The new measures also caused problems for the Tories, with the shadow Chancellor, George Osborne, coming under fire from his own party for refusing to promise to scrap the 50 per cent tax on high earners.

Gordon Brown insisted the tax change did not mark a return to the class warfare of the 1970s. He said he remained committed to the new Labour values, despite breaking a manifesto pledge by increasing the income tax band. He insisted that the new rate, due to come into force next April ahead of the expected date for the next general election, was not "taxation for its own sake".

"The point that I think we have got to accept is, if we are going to give people opportunities they need for the future, then there has got to be a contribution by those who have the most, and who have gained the most over the last few years," he said.

"We are about giving people new chances, we are about helping people make the most of their potential. New Labour, that's what we're about."

Mr Darling also toured broadcasters to stress that the new top rate would only apply during these exceptional circumstances. He said he had a "duty" to reduce borrowing, but added: "I have also had to go to those people who have earned the most over the past few years, people on over £150,000, and say, 'you are going to have to contribute while we resolve this situation'."

When Labour last suggested a 50p top rate of tax, during the early Nineties, it was proposed as part of a permanent realignment of the tax system.

But Mr Darling received a boost today when a poll in The Times suggested that a large majority of voters support a 50p top rate of tax for the highest earners. The Populus survey found that 57 per cent were in favour of the new top rate, with 22 per cent against it. Support was highest among retired people, unskilled workers, and those living in Scotland and Wales.

A majority – 54 per cent – disagreed with claims that Budget measures will "discourage entrepreneurship and wealth creation and damage the City", with just 38 per cent agreeing. The tax changes are also proving to be a political headache for the Conservatives. The shadow Chancellor refused to commit to axing the tax hike on those earning over £150,000 yesterday, wary that Labour would use the pledge to suggest the Tories were helping the rich, while neglecting poorer taxpayers. "I don't like it," Mr Osborne said. "I don't think in the long run higher tax rates are a great idea for an economy. However, I cannot promise to reverse it."

In an attempt to head off the Labour trap, Mr Osborne said that his priority was to reverse the Government's increase in National Insurance payments that will hit everyone earning more than £20,000. "That is my number one priority. That's what I will work to avoid if I am the Chancellor of the Exchequer," he said.

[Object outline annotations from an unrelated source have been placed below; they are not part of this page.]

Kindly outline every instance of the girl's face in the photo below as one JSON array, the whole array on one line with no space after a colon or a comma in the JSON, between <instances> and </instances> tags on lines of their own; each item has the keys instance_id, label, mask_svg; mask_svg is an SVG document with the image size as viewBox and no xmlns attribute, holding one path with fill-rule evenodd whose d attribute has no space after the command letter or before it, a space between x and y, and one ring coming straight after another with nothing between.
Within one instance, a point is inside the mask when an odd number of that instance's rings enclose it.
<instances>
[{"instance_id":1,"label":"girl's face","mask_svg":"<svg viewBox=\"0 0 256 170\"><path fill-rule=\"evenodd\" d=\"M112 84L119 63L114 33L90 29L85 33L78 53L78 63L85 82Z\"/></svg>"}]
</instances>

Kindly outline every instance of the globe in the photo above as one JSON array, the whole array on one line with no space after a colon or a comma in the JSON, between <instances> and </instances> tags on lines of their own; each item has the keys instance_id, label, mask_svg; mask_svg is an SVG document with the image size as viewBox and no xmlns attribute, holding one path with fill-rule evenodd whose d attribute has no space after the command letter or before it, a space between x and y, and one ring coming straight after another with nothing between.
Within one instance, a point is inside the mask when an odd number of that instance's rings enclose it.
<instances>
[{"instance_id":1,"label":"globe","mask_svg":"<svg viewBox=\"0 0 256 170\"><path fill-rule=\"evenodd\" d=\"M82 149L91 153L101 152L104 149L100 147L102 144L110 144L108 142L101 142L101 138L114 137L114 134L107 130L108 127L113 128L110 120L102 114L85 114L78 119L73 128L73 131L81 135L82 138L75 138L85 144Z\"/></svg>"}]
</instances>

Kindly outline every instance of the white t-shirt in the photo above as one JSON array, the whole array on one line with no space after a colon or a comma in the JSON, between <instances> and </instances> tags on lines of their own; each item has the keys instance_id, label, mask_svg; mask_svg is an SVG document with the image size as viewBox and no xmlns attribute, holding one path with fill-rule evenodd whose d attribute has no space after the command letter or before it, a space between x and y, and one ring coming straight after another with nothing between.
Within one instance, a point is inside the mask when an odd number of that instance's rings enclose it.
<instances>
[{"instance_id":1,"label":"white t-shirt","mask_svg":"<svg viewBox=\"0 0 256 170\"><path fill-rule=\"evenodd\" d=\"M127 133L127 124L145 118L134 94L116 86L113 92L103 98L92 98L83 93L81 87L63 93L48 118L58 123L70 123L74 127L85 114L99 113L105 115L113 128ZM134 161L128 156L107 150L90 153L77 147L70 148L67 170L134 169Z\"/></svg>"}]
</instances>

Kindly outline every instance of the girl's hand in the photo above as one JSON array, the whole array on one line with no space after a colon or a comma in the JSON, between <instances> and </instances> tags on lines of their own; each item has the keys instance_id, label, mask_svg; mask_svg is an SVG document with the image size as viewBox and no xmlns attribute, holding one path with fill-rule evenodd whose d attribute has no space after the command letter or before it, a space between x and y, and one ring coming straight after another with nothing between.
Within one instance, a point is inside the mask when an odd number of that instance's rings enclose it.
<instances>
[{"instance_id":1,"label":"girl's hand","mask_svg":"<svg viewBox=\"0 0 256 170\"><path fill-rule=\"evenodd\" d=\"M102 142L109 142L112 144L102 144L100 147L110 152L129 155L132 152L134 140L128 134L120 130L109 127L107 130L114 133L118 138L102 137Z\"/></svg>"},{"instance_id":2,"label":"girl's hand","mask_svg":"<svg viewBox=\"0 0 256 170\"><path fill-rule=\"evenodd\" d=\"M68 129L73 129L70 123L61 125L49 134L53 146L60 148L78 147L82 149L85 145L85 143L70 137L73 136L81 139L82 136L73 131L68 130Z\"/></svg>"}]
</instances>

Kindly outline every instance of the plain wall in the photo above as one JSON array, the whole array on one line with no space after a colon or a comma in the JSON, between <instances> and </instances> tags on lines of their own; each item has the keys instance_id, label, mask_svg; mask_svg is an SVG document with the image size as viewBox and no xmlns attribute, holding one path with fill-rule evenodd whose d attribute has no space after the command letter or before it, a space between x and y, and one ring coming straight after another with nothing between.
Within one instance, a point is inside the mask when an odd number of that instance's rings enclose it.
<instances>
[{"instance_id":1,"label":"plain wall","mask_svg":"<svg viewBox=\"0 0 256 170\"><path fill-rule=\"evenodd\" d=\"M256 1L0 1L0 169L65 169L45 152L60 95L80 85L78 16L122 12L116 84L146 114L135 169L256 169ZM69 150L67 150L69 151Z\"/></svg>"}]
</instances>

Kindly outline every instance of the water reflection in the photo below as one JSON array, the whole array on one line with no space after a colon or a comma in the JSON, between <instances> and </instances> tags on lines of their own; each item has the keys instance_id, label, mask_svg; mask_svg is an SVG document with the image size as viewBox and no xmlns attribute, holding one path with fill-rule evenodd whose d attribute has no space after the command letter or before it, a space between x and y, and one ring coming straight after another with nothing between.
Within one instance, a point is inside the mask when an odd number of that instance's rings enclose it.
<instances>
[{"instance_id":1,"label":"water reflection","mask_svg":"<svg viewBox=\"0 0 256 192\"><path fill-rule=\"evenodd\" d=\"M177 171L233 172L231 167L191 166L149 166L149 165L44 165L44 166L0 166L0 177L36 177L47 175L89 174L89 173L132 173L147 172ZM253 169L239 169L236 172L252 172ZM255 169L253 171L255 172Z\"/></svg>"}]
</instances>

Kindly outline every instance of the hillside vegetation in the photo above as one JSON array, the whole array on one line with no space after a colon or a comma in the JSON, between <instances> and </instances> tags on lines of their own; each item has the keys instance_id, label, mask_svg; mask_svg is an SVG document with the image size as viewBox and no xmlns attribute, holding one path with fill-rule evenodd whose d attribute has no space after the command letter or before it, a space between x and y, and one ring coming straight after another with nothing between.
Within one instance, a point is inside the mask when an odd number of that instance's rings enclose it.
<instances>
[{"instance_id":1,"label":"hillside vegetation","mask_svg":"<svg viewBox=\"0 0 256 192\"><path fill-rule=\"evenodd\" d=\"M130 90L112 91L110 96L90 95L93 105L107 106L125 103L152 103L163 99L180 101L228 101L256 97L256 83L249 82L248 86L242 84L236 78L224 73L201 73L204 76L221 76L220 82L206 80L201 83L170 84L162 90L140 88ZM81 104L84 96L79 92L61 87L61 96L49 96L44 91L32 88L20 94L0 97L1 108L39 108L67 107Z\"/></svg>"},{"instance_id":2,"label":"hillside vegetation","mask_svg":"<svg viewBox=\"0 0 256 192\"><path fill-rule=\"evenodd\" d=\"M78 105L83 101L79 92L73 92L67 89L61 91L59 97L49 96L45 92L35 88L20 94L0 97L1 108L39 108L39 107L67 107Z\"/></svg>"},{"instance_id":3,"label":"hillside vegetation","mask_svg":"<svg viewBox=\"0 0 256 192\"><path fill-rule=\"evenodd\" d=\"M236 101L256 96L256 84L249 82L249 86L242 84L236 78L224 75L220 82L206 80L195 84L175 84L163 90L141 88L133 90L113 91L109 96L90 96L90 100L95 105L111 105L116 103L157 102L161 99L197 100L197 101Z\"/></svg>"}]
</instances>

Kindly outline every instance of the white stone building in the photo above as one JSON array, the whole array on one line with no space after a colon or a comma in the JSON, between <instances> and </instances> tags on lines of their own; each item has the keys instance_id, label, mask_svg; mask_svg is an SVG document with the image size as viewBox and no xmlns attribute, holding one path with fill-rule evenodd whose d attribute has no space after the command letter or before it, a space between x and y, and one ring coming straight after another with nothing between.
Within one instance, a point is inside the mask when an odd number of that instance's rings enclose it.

But both key figures in the party and grassroots supporters are pushing for a promise to scrap the new tax rate. Boris Johnson, the Mayor of London, said that a Tory Government should abolish the higher rate, which will hit many working in the City.

"I'm against it," the Mayor said in an interview yesterday. "The Tories should not proceed with it. I would really urge them to concentrate on the huge savings that are available to an incoming government in Whitehall and look at the colossal waste."

The Tory supporters' website, ConservativeHome, said reversing the policy should be one of the priorities for Mr Osborne should he become the Chancellor after the next election.

"Without growth we are never going to get out of Labour's mess," said its editor, Tim Montgomerie. "We need to make it clear to every investor and entrepreneur – at home and abroad – that a Conservative government will create an economic climate that rewards risk, innovation and effort."

Other leading voices on the right of the party are holding off from making a stand on the issue, aware that they have been set a trap by the Chancellor and Gordon Brown. John Redwood dismissed the tax hike as part of "Labour's pathetic spin game". Philip Davies, the Tory MP for Shipley, said he would like to see the measure scrapped, but he was also aware of the political games. "I am not going to fall into a trap by spending all my time concentrating on something Gordon Brown wants me to concentrate on," he said.